Hello again. It’s me, Derek… from the website derekbeaton.com. I’m here to sell you some Encyclopedia Britannica.
As a PhD student I acquire sustenance from the two major food groups: beer and coffee. I also like to pretend I’m an expert in those things, but, really, I’m probably just a snob about them.
But I’m not the only snob about these things. Dallas, clearly, is really into its beer. But a little less obvious is that Dallas appears to love its coffee much the same way — craft and/or local. In fact, the coffee scene in Dallas right now parallels the beer scene about 3-4 years ago: lots and lots of bars and restaurants catering to the craft beer enthusiasts (snobs), with a handful of breweries. We have countless places to get some great local or Texas-based coffee, and we have quite a few roasters: Cultivar, Noble Coyote, Oak Cliff Coffee Roasters, Full City Rooster, Novel, White Rock (and all the ones throughout the rest of the metroplex) with more on the way.
WHICH MEANS WE HAVE THE CHANCE TO GET NERDY — and statistically determine the best coffee places in Dallas.

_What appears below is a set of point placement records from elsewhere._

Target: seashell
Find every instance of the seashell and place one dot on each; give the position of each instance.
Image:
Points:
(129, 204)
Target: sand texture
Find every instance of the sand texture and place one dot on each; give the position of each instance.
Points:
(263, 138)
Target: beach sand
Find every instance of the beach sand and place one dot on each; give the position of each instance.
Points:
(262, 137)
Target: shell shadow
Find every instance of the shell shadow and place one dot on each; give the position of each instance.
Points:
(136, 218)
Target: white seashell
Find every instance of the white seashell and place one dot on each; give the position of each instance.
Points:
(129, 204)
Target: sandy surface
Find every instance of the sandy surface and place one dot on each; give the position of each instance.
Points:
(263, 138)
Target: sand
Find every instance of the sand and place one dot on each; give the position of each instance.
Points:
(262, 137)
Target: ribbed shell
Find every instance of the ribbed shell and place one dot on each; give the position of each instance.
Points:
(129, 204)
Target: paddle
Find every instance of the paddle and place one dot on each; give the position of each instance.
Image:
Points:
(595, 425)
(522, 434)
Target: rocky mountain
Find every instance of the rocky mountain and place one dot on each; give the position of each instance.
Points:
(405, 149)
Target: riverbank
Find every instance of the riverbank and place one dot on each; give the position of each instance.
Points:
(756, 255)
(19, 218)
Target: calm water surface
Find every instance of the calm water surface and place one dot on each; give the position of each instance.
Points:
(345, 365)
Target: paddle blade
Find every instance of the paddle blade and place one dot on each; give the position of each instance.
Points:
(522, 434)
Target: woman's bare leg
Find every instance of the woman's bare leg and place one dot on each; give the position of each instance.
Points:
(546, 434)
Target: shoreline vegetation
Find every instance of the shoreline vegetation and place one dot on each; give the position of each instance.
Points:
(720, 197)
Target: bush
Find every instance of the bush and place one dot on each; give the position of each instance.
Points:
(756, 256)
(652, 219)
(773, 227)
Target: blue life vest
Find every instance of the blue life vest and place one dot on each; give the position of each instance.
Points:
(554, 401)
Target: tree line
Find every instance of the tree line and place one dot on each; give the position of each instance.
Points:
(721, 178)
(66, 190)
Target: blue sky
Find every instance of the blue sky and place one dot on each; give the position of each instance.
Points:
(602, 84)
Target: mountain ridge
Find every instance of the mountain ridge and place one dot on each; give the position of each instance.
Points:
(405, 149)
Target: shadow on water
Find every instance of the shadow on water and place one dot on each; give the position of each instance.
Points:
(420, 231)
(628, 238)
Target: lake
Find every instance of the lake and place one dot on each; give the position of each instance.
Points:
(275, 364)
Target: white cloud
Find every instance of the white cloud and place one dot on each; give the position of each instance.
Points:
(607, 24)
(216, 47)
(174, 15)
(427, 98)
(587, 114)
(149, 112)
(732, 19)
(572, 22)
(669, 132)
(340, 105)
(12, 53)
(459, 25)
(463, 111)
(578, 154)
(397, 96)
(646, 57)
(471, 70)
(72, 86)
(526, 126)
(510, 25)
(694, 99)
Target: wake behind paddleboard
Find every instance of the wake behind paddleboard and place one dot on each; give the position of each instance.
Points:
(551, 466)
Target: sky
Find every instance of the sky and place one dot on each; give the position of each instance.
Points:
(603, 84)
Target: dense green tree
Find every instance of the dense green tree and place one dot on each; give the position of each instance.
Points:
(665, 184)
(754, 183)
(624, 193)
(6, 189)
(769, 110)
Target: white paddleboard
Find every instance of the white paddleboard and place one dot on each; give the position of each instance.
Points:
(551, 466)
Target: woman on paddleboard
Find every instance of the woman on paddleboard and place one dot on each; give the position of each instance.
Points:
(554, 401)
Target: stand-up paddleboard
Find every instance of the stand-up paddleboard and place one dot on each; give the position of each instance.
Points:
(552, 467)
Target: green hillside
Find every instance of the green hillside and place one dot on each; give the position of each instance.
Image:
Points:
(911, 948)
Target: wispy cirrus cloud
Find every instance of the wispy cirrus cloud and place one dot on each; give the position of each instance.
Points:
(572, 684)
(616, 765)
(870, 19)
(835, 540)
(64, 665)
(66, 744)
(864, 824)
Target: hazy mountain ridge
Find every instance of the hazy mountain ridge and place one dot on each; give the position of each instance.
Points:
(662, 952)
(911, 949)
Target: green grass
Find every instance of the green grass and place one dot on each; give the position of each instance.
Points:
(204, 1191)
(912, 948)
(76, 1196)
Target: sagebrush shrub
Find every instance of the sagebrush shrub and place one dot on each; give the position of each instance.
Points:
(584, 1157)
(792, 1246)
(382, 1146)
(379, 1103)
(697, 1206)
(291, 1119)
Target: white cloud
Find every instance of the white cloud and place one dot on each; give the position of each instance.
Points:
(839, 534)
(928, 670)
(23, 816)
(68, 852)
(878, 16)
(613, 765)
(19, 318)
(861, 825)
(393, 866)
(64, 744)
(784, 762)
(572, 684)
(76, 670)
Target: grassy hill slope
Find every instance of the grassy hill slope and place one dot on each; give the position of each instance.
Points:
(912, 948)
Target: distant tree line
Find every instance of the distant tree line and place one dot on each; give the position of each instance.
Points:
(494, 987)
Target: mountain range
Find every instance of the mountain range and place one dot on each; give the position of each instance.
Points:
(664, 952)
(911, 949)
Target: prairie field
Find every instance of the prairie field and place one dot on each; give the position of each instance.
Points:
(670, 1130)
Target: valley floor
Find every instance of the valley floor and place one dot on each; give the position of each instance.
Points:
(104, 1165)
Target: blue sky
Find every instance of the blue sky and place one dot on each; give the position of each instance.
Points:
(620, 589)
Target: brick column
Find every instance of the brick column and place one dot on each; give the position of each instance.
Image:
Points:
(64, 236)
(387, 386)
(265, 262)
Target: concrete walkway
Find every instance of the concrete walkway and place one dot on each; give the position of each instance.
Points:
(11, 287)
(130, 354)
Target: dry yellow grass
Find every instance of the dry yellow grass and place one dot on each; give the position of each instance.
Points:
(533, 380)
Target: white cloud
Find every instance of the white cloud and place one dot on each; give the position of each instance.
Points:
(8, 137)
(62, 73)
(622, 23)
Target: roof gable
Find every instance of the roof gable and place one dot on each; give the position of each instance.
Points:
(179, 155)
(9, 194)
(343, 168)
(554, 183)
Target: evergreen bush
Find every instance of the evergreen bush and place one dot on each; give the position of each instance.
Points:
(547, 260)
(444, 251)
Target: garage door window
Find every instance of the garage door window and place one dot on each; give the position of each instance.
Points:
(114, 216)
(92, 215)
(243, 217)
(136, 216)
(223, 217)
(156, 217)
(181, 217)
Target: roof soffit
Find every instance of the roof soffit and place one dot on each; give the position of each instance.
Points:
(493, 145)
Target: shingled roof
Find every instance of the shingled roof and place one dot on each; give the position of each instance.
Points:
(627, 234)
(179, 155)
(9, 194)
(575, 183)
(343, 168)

Like before, I aggregated the ratings from both Facebook and Yelp for all the local/independent coffee shops in Dallas. These primarily exist within the area created by 635, the Tollway, loop 12, and Bishop’s Arts. Let’s take a look:
It wasn’t an easy list to cultivate in part because — we’re a lucky crowd with some great coffee options all through out town.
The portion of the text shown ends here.